First, not all contemporary classical music sounds like that. Arvo Pärt, John Tavener, and John Luther Adams all have magnificent music that revels in rich harmonies and, yes, even melodies at times. And the "nasty squeaky gate music" of Lachenmann, Cage, or Xenakis "can actually be amazing to experience if you're not afraid of it". They can open up your mind to the sounds around you.
2. "It's inaccessible."
"Without the "classical" avant garde, pop music just could not and would not be the same." The Beatles? They drew inspiration from Stockhausen. Loops and phases? Wouldn't be around if it weren't for Steve Reich, Phillip Glass, and the other minimalists. Sampling? It has its roots in the musique concrète of the 40s and 50s. The techniques used in contemporary classical music today may well make it into the pop music of tomorrow.
3. "You need a PhD to appreciate it."
"There's a story told by Gillian Moore, who ... set up the pioneering education work of the London Sinfonietta in the early 80s. One of its first projects introduced a programme of Ravel and early 20th-century visionary and noise-fiend Edgard Varèse to groups of schoolchildren.

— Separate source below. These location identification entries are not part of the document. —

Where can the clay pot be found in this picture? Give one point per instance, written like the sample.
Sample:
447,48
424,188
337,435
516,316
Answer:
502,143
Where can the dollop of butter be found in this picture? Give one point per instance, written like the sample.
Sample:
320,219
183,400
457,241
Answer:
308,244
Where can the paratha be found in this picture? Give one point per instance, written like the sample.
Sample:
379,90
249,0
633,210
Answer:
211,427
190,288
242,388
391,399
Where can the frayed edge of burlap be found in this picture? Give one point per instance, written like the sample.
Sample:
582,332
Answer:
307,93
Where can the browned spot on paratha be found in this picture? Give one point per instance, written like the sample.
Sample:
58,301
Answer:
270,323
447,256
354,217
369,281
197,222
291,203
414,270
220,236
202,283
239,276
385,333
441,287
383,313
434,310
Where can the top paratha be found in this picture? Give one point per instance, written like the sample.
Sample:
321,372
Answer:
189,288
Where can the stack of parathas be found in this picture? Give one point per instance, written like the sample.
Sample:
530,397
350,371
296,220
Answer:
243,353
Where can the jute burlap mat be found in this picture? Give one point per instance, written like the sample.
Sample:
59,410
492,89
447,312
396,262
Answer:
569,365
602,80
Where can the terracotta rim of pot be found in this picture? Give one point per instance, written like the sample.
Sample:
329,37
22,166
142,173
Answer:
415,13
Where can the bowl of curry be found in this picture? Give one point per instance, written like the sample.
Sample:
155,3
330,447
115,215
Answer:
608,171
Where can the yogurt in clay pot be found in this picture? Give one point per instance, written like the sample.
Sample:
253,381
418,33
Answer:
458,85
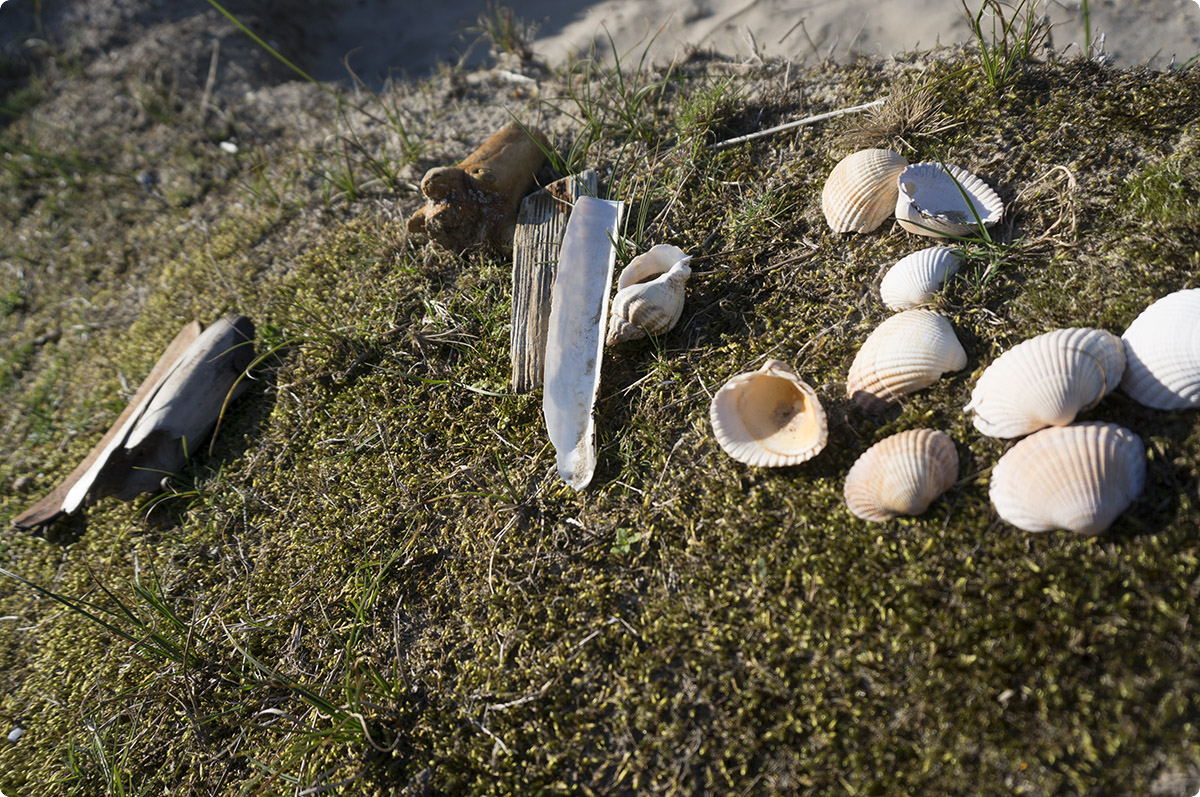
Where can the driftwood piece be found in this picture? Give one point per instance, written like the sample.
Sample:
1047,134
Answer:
539,234
475,202
173,411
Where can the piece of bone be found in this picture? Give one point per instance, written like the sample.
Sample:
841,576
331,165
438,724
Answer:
475,202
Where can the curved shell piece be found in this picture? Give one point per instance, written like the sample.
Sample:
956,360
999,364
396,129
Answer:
1078,478
861,191
901,474
768,418
1163,351
930,202
913,281
1047,381
648,307
904,354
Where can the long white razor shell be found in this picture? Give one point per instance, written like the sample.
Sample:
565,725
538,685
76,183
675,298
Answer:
579,313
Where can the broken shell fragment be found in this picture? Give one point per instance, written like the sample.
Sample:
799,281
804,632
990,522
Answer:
907,352
937,202
1163,351
1047,381
1078,478
861,191
915,279
901,474
768,418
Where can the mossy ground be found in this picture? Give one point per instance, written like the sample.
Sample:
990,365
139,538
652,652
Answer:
377,583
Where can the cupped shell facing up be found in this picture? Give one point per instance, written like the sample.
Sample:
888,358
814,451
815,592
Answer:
901,474
861,191
768,418
1047,381
1163,351
1077,478
907,352
930,201
915,279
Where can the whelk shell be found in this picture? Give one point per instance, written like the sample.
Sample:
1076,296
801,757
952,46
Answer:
769,418
907,352
915,279
1047,381
901,474
930,201
861,191
1163,351
1078,478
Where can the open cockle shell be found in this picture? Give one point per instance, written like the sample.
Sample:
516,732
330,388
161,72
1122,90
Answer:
1163,352
768,418
901,474
1078,478
907,352
1047,381
915,279
930,201
861,191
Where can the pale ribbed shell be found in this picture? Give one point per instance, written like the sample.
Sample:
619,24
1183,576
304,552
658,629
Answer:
1047,381
913,281
1163,351
648,307
901,474
904,354
1078,478
861,191
930,203
768,418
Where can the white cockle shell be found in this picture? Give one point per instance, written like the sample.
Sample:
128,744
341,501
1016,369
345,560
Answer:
1078,478
907,352
929,201
861,191
1163,352
915,279
1047,381
768,418
653,307
901,474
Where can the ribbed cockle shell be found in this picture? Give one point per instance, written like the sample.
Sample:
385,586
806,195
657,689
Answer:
768,418
861,191
901,474
1078,478
1047,381
907,352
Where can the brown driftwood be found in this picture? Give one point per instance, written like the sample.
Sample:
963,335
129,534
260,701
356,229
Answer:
475,202
535,244
173,411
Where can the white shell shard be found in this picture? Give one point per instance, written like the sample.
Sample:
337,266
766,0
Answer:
861,191
930,201
901,474
1078,478
915,279
579,309
1047,381
907,352
1163,351
768,418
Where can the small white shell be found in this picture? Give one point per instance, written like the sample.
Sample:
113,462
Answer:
1078,478
861,191
1047,381
901,474
907,352
1163,351
913,281
930,202
768,418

For many, Ravel's music is sensual, beguiling, "easy", whereas Varèse's sirens, percussion and atavistic modernism make his music beyond the pale, dissonant, and "difficult". What happened was just the reverse: the kids loved Varèse and couldn't get on with Ravel." Perhaps all you need is a pair of ears and an open mind.
4. "It's irrelevant."
Leaving aside all the pop influences mentioned above, a large number of composers are strongly engaged with the world around them: John Adams, John Luther Adams (yes, they're different), and Cornelius Cardew are deeply engaged with social and political issues. Stefan Prins, Pauline Oliveros, and the researchers at IRCAM are pushing technology to its limits. Stravinsky once famously had a run-in with the authorities for his racy arrangement of the Star-Spangled Banner.
5. "It's written for classical musicians so it must be 'old'."

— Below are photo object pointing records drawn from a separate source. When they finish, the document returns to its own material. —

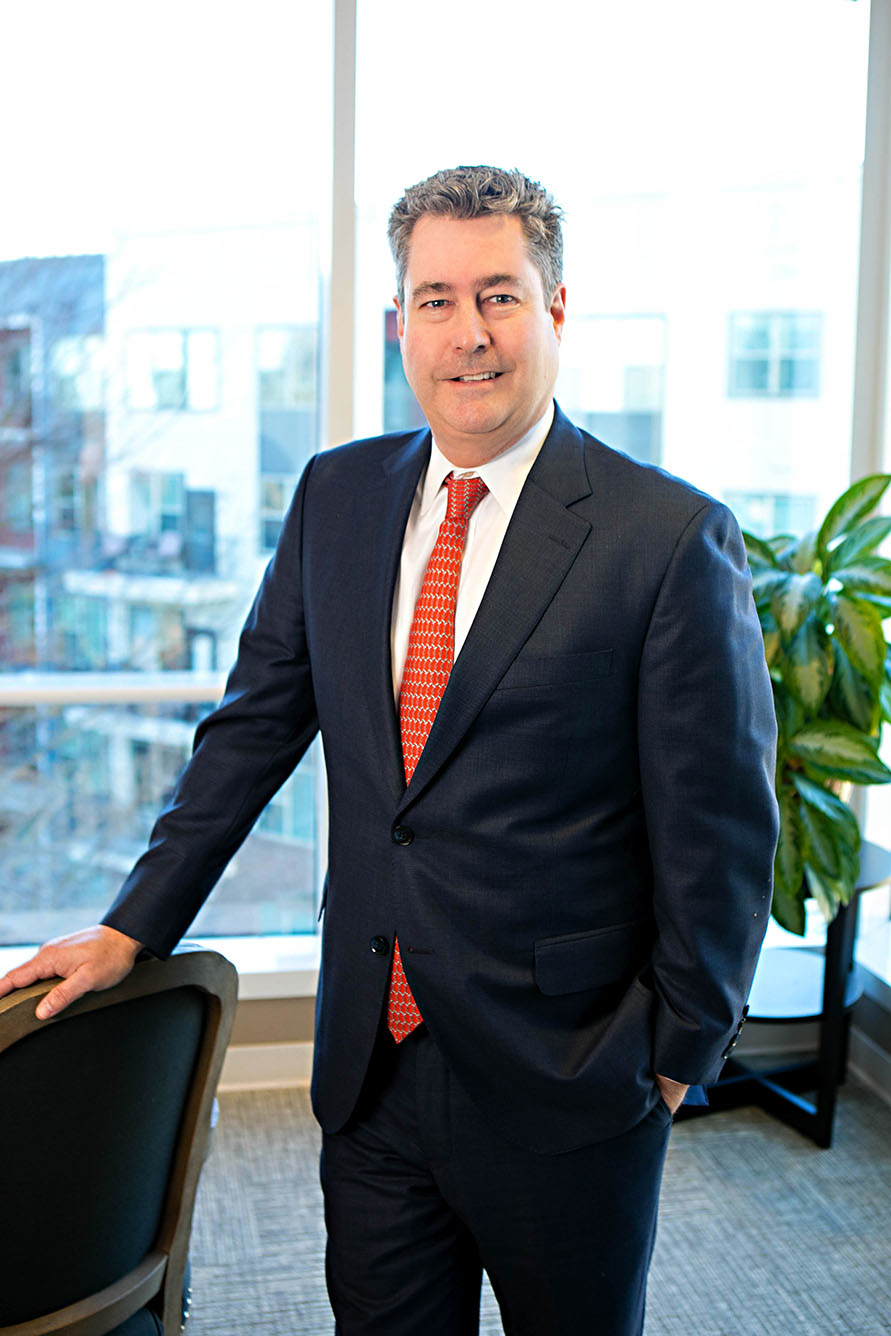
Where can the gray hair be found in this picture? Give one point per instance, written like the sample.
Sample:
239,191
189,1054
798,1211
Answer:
474,193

"For some, the very sight of, say, an orchestra, a string quartet or the idea of an opera house automatically gives an illusion of "heritage" rather than "contemporary culture". The implication is that those institutions or lineups can't have anything to contribute to musical thinking," This couldn't be further from the truth. Composers are continually getting astonishing new sounds from these ensembles: Kaija Saariaho is a sorceress of the orchestra, Jonathan Harvey a wizard on electronics, Meredith Monk a master of the voice. Just as we haven't reached the end of science, we haven't reached the end of 'classical' music either.